One of BAP’s tools — the Workplace Accommodation Service Delivery Maturity Self-Assessment identifies seven Key Success Factors for a best-in-class accommodation service.
The first is stated plainly: BAP Key Success Factor 1: Adopt and promote a clear approach to workplace accommodation service delivery for employees with disabilities. It is widely reported that no consistent or accessible information is provided on workplace accommodations, so this is meaningful.
And this framing matters. It treats accommodation as a service delivery system with governance, clarity, accountability, and consistency not as an ad hoc request or a piece of equipment.

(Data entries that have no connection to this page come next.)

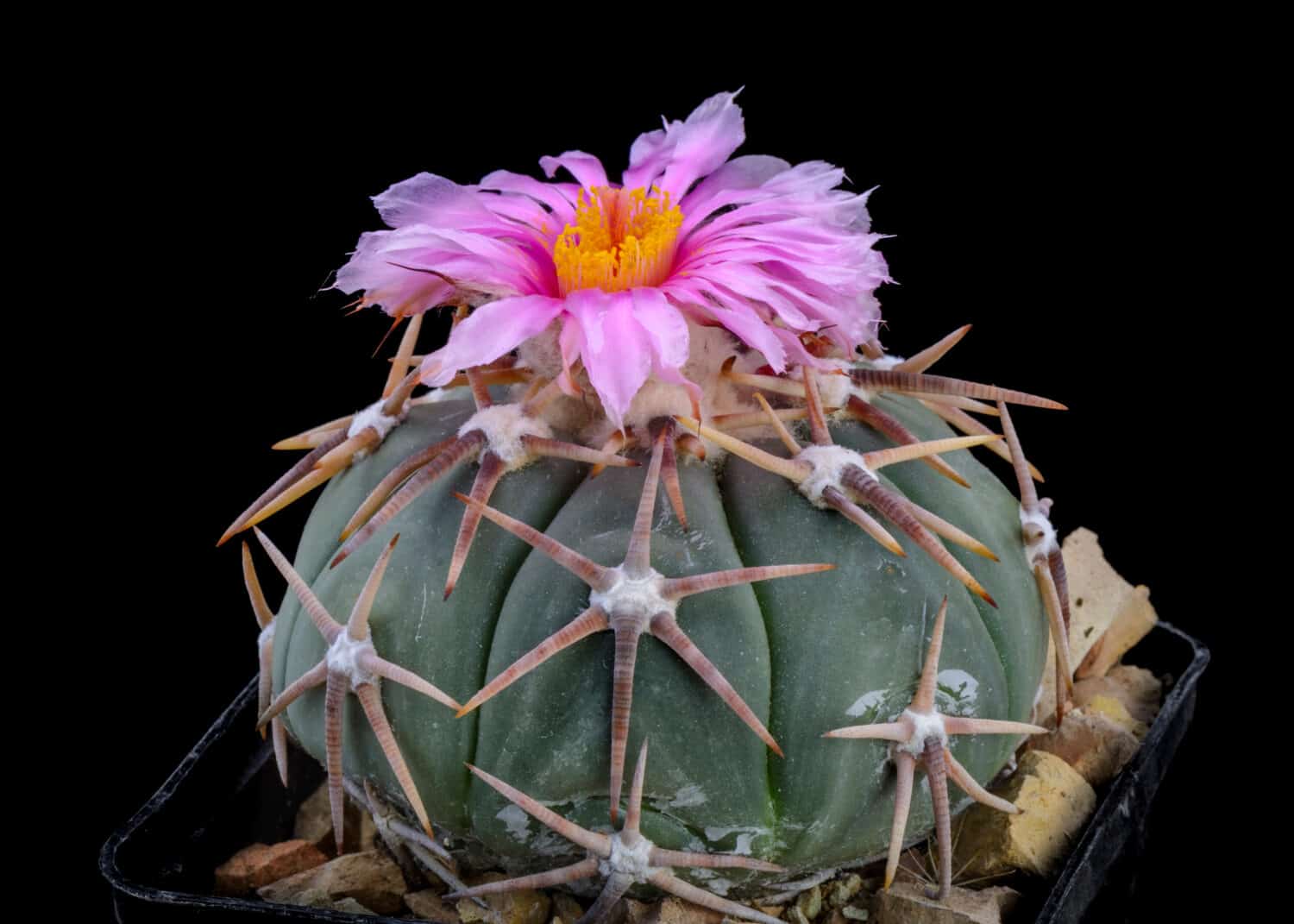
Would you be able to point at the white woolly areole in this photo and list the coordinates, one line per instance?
(631, 861)
(372, 417)
(343, 657)
(1037, 522)
(633, 597)
(827, 462)
(504, 426)
(835, 390)
(926, 725)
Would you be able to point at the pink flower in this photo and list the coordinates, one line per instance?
(763, 248)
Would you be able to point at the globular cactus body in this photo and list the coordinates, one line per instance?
(807, 654)
(579, 613)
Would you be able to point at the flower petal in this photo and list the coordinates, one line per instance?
(677, 155)
(709, 136)
(616, 349)
(667, 330)
(430, 199)
(398, 292)
(585, 168)
(488, 333)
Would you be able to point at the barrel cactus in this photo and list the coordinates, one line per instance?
(665, 488)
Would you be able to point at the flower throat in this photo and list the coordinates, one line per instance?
(620, 240)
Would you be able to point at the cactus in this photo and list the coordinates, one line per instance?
(504, 541)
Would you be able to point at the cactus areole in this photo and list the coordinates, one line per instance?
(665, 488)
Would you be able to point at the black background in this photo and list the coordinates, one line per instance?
(1053, 204)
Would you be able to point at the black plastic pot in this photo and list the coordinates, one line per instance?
(160, 862)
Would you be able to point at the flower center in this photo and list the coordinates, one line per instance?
(620, 238)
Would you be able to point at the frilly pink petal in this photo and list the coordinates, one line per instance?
(683, 152)
(616, 352)
(585, 168)
(429, 199)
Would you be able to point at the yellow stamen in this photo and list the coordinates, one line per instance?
(620, 238)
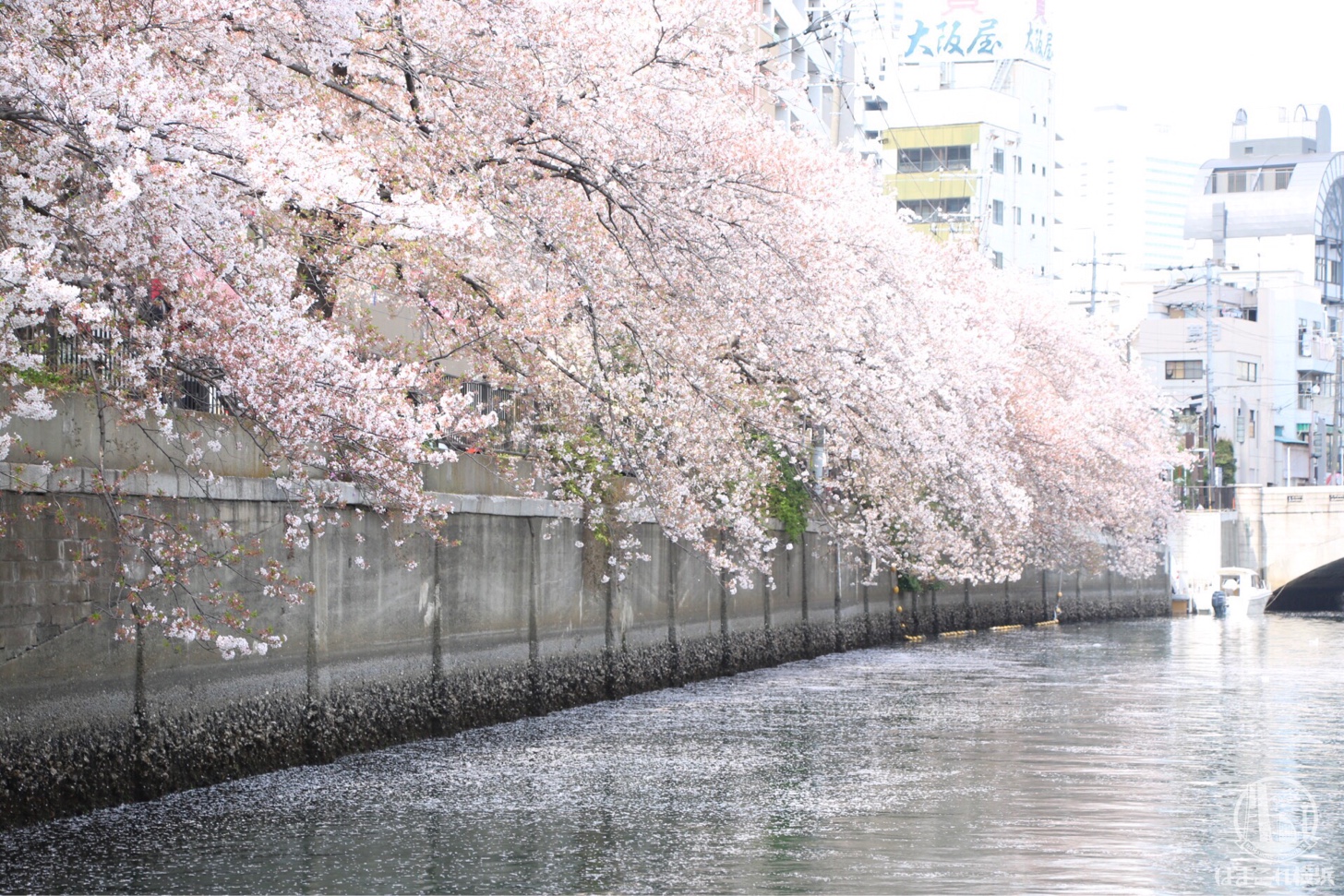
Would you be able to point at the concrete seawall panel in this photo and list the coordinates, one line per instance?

If the federal public service has already built effective operational accommodation tools, are there funded pathways for non-profits and other EAF-eligible employers to implement the same systems?
Why this is urgent now
Workforce adjustment is the stress test for accessibility.
Last week, 1,775 workforce adjustment notices were served to members of the Public Service Alliance of Canada (PSAC) across the federal public service. Over the last year, 4,620 PSAC members received workplace adjustment notices. Here in British Columbia, over 1, 100 positions have been eliminated in BC health authorities- including individuals that have been awaiting workplace accommodations.
When accommodation systems are weak or informal, “neutral” restructuring criteria can unintentionally reproduce exclusion. Without dedicated funding for operational accessibility, inequitable outcomes are not accidental — they are predictable.
The policy questions that need answers
What is underway to fund mandatory accommodation service delivery systems, not just infrastructure?
Could EAF be paired with a companion mechanism to support implementation, workflow redesign, and accountability?
Will the federal focus on improving accommodation quality extend beyond the federal workforce to the community?
If we only fund what is visible and easily purchased and treat everything else as optional—we will keep producing accessible spaces while disabled and neurodivergent workers are still pushed out by process: accommodation delays, inconsistent manager practice, performance systems, and restructuring rules that were never designed for us.
Accessibility isn’t only a design feature. It’s a governance feature. Optional training, without senior-leadership accountability for adoption or consequences for failure to adopt will not be enough. Direct funding to organizations is needed for operational accessibility.
If you know what’s in motion or what should be, I’d genuinely value your perspective.